Der warme Subventionsregen hat bundesweit zu einem Aufblühen vielfältigster Aktivitäten geführt. Manches davon war sicher schon länger geplant, manches ist aber durch den Geldsegen überhaupt erst angeregt worden. Dazu gehört wohl auch die bunte Theorieblüte, die nun in diesem Musik-Treibhaus emporgeschossen ist und mit Begriffen wie „Kanon“ und „Schlüsselwerk“ ihren Duft aus alter Märchenzeit verströmt. Angeregt wurde die Diskussion durch eine Liste von Schlüsselwerken der Moderne, die der Kölner Netzwerk-Ableger veröffentlichte. Was aus dem verständlichen Bedürfnis nach Orientierung und Kriterienbildung heraus enstand, erweist sich aber als reichlich unbeholfen. Die Liste der rund 170 Titel, schön nach Gattungen geordnet, taugt bestenfalls als Wunschbrevier für Veranstalter oder als Grundlage für einen einjährigen Sendezyklus im Radio: ein reichhaltiges Menü, das auch ganz anders zusammengesetzt sein könnte. Der Anspruch auf allgemeine Verbindlichkeit und Transparenz der Kriterien wird gerade durch den Voluntarismus des Vorgehens unterlaufen.

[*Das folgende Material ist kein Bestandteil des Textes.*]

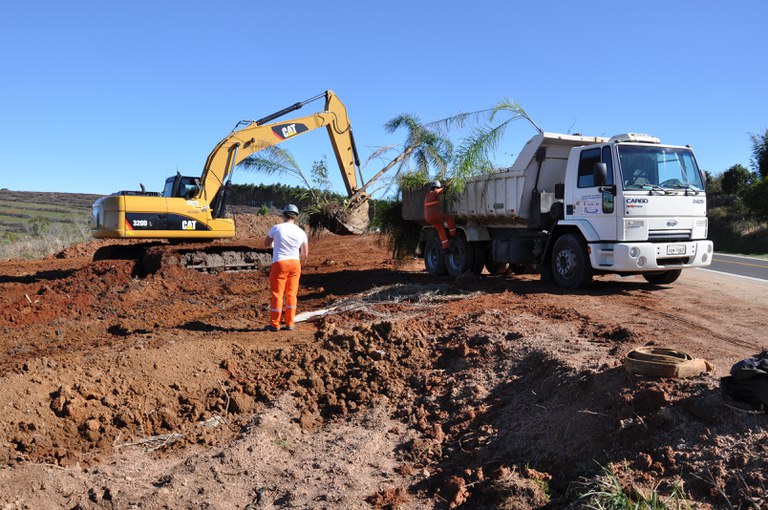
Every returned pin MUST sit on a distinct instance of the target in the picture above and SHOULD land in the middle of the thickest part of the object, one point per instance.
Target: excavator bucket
(352, 220)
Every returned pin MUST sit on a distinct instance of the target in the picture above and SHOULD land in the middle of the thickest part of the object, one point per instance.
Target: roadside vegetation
(738, 204)
(35, 225)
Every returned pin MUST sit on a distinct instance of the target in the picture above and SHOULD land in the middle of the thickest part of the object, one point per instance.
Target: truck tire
(571, 268)
(460, 256)
(663, 277)
(434, 258)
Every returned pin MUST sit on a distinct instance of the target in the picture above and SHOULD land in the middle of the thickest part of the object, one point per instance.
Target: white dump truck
(574, 206)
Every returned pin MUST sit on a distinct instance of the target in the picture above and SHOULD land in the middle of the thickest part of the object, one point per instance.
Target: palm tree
(473, 155)
(424, 148)
(275, 160)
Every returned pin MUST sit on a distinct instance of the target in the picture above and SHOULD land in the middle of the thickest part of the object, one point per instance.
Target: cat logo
(285, 131)
(289, 130)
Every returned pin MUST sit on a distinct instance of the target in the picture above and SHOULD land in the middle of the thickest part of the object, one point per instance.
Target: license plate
(676, 249)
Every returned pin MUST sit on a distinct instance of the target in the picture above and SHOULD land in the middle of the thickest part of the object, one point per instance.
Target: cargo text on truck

Das Problem liegt im Vorhaben selbst: Ein kultureller Kanon, also ein allgemeiner Konsens über maßstabsetzende Werke, letztlich über ästhetische Normen, ist das Resultat eines langen gesellschaftlich-historischen Prozesses. Er kann nicht durch eine PR-Aktion wohlmeinender Stichwortgeber, Veranstalter und Medienleute herbeigezaubert werden. So etwas ergäbe bestenfalls ein Kanönchen. Heute ist es zwar üblich, dass sich Festivalveranstalter, Preisgremien, Förderinstitutionen und Ensembles informell – oft auch unter pragmatischen Synergie-Aspekten – untereinander absprechen, um einen bestimmten Komponisten oder eine Tendenz zu pushen. Das gelingt denn auch eine Zeitlang. Doch kanonisch wird ein solches PR-Produkt deswegen noch lange nicht, höchstens trendig.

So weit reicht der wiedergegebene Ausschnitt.